Fatiha Briki, héroïne tranquille du « déni de solidarité » avec les détenus du Hirak (blog de Ihsane El Kadi) - Radio M

Fatiha Briki, héroïne tranquille du « déni de solidarité » avec les détenus du Hirak (blog de Ihsane El Kadi)

Info Radio M | 23/06/21 19:06

Fatiha Briki, héroïne tranquille du « déni de solidarité » avec les détenus du Hirak (blog de Ihsane El Kadi)

Une garde à vue qui file vers les 9 jours. Les sécuritaires veulent-ils sérieusement criminaliser le militantisme humanitaire ?

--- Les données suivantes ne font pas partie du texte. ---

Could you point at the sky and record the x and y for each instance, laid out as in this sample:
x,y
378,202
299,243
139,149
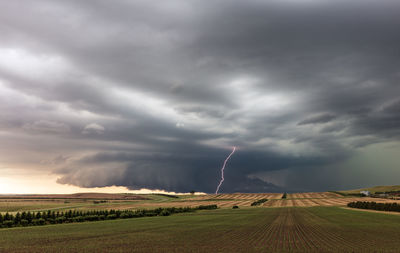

La Division Centre de la Police Judiciaire, rue Rabah Saâdane, détient en garde à vue depuis une semaine une professeure agronome retraitée de l’université de Blida, Fatiha Briki, militante humanitaire, mobilisée dans la solidarité avec les détenus du Hirak.

A la mi-mai dernier, Kenza Khatto, notre collègue journaliste est, elle aussi, restée en garde à vue, 4 jours durant, au même endroit. Le procès public a montré dès ses premières minutes toutes les atteintes au code de procédure pénale dont a été victime la journaliste qui a finalement comparu libre une semaine après sa présentation en comparution immédiate. Elle avait été interpellée et brutalisée au cours de son activité professionnelle.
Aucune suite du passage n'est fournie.